"A knockdown, drag-out fight"

Harry Reid says the tenor of the coming Supreme Court confirmation process is the hands of the president. He's only half right.

Published July 8, 2005 8:53PM (EDT)

Senate Minority Leader Harry Reid says that George W. Bush can control the Supreme Court confirmation process to come. If he selects an extremist nominee, there will be a battle. If he doesn't, there won't be. "As to whether or not there's a knockdown, drag-out fight on this is up to the president," Reid said on a trip to Las Vegas Thursday.

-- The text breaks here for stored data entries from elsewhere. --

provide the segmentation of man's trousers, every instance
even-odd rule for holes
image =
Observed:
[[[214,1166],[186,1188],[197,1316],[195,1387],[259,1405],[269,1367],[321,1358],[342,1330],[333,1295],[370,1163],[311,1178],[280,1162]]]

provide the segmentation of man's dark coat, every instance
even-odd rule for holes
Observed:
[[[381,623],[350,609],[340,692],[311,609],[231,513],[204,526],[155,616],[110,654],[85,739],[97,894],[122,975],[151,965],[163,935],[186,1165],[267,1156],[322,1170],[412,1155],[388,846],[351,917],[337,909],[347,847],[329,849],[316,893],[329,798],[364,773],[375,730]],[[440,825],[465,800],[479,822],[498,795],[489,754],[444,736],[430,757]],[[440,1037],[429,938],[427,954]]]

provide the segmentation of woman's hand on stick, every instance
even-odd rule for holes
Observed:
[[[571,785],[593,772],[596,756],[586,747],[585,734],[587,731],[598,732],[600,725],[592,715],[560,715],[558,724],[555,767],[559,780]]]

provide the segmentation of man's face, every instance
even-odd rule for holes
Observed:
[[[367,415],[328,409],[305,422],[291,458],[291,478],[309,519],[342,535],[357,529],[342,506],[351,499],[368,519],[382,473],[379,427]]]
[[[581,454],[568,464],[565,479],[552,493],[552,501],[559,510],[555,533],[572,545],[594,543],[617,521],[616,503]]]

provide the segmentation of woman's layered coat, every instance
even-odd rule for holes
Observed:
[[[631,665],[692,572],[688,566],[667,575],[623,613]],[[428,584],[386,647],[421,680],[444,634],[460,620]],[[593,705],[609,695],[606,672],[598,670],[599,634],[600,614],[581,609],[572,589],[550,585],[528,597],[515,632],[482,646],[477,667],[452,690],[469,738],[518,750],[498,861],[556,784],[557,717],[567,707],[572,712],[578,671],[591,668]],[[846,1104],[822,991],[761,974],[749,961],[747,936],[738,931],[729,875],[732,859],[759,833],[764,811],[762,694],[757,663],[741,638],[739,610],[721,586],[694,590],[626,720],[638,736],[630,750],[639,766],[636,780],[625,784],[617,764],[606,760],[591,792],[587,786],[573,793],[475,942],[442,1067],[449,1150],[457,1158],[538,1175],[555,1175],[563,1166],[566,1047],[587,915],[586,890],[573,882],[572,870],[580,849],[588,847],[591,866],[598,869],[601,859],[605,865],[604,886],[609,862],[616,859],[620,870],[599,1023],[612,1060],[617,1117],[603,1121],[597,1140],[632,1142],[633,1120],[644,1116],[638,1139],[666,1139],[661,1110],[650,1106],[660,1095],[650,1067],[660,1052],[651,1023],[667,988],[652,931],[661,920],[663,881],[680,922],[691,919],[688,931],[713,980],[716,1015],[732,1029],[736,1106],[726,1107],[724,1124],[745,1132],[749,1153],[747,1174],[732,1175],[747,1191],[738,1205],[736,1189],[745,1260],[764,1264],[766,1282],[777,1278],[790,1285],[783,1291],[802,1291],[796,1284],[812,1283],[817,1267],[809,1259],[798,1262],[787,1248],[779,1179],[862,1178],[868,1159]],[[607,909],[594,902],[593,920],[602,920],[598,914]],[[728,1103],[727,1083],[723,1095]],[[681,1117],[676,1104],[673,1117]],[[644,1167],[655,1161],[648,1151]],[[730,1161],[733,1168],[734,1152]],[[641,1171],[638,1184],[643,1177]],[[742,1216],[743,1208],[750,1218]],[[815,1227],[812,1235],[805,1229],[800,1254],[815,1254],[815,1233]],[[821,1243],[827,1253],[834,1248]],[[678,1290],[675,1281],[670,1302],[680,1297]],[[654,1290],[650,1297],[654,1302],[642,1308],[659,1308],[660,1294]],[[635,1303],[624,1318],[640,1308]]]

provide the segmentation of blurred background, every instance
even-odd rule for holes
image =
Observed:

But that's only half right. While the kind of nominee -- or nominees -- Bush names will surely shape the debate that follows, the thing has already become a "knockdown, drag-out fight." On the day Sandra Day O'Connor announced her resignation, MoveOn launched an ad connecting the dots between Bush's Supreme Court pick and his ill-fated intervention in the Terri Schiavo case. A week before that -- which is to say, even before O'Connor made her announcement -- the right's Progress for America was up with ads warning that Democrats were "hungry to smear" any nominee who didn't fit "their left-wing, extreme litmus test."

The airwaves are the early battleground, but the fight will move to the Senate soon enough -- and in some sense, it already has. The Family Research Council began airing a radio ad today in which it calls on Sens. Chuck Schumer and Edward Kennedy to recuse themselves from the confirmation process on the grounds that they've made up their minds already. "If a judge ruled in a case before hearing any of the evidence, she wouldn't be much of a judge," the ad says. FRC's Tony Perkins says he's outraged by Matt Drudge's report that Schumer was overheard on a cell phone saying that he was preparing to "go to war" over the Supreme Court. "It seems, from the overheard phone call reported by the Drudge Report, that Sen. Schumer's ultimate goal is to fulfill his own personal political agenda and refute any nominee who doesn't live up to his specified litmus test," Perkins says in a post on FRC's Web site. "Legislating from the bench is Sen. Schumer's objective. He will do whatever it takes, regardless of who the president nominates, to disrupt the judicial process."

Bush and Reid are still talking about a "consultative" process that will lead to a "dignified" proceedings in the Senate. But with the well so thoroughly poisoned already, the odds that events will actually play out that way seem awfully long from here.


By Tim Grieve

Tim Grieve is a senior writer and the author of Salon's War Room blog.